Most popular bands have trouble with a ‘singles crowd’, but the Flaming Lips have a confetti crowd.

Before the show, I wait while the man next to me Googles ‘the Flamin Lips’. Surely, this Brixton Academy gig is where my childhood love for the band has come to have its coffin nailed shut? It seems too hyped, too overblown… too much.

But, goddammit, Race for the Prize starts up and I cry. I cry, okay? There are streamers and there are colours, and it’s all covered in glitter and the music sounds as if it’s about to burst. Because the Flaming Lips’ reputation is not just due to a confluence of economic factors, experiential spending and the need for cosmic escapism in the face of an increasingly terrifying world. And they’re one of the few bands where the songs actually sound much better live. The textures are different, the volume is important, and the musicianship is, quite frankly, insane.

While numerous singles – She Don’t Use Jelly and The Yeah Yeah Yeah Song – don’t get a look-in, the band are ever the crowd-pleasers. Large Christmas-light tentacles hang from the ceiling, moving up and down in increments for different songs; Wayne rides a giant unicorn during There Should Be Unicorns; and balloons which glued together to form ‘FUCK YEAH LONDON’ are chucked into the crowd. It’s worth noting that the ticket price is £42.

The only sour moment is the discovery that The Flaming Lips are still doing that fucking giant blow-up ball thing, and worse, they’re playing Space Oddity while Coyne is in it.

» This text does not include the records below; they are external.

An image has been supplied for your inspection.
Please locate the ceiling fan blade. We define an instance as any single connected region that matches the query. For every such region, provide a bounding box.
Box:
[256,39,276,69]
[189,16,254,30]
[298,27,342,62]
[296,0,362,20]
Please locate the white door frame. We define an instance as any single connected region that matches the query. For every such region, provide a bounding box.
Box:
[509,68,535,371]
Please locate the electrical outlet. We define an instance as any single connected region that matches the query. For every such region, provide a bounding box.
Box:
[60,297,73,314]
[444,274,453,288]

It’s always going to be hard to continue to unselfconsciously love the Flaming Lips when this is what they’ve become. They are never going to play the entirety of Clouds Taste Metallic, and that is something I have come to accept. But the twistedly euphoric chorus of How??, from new album Oczy Mlody, comes close to bridging the gap between an auditorium singing Do You Realize?? at the tops of their lungs, and the gorgeous, wide-angle darkness of a project like The Terror. In spite of the weight of prophecy, there is still plenty here for a Flaming Lips fan.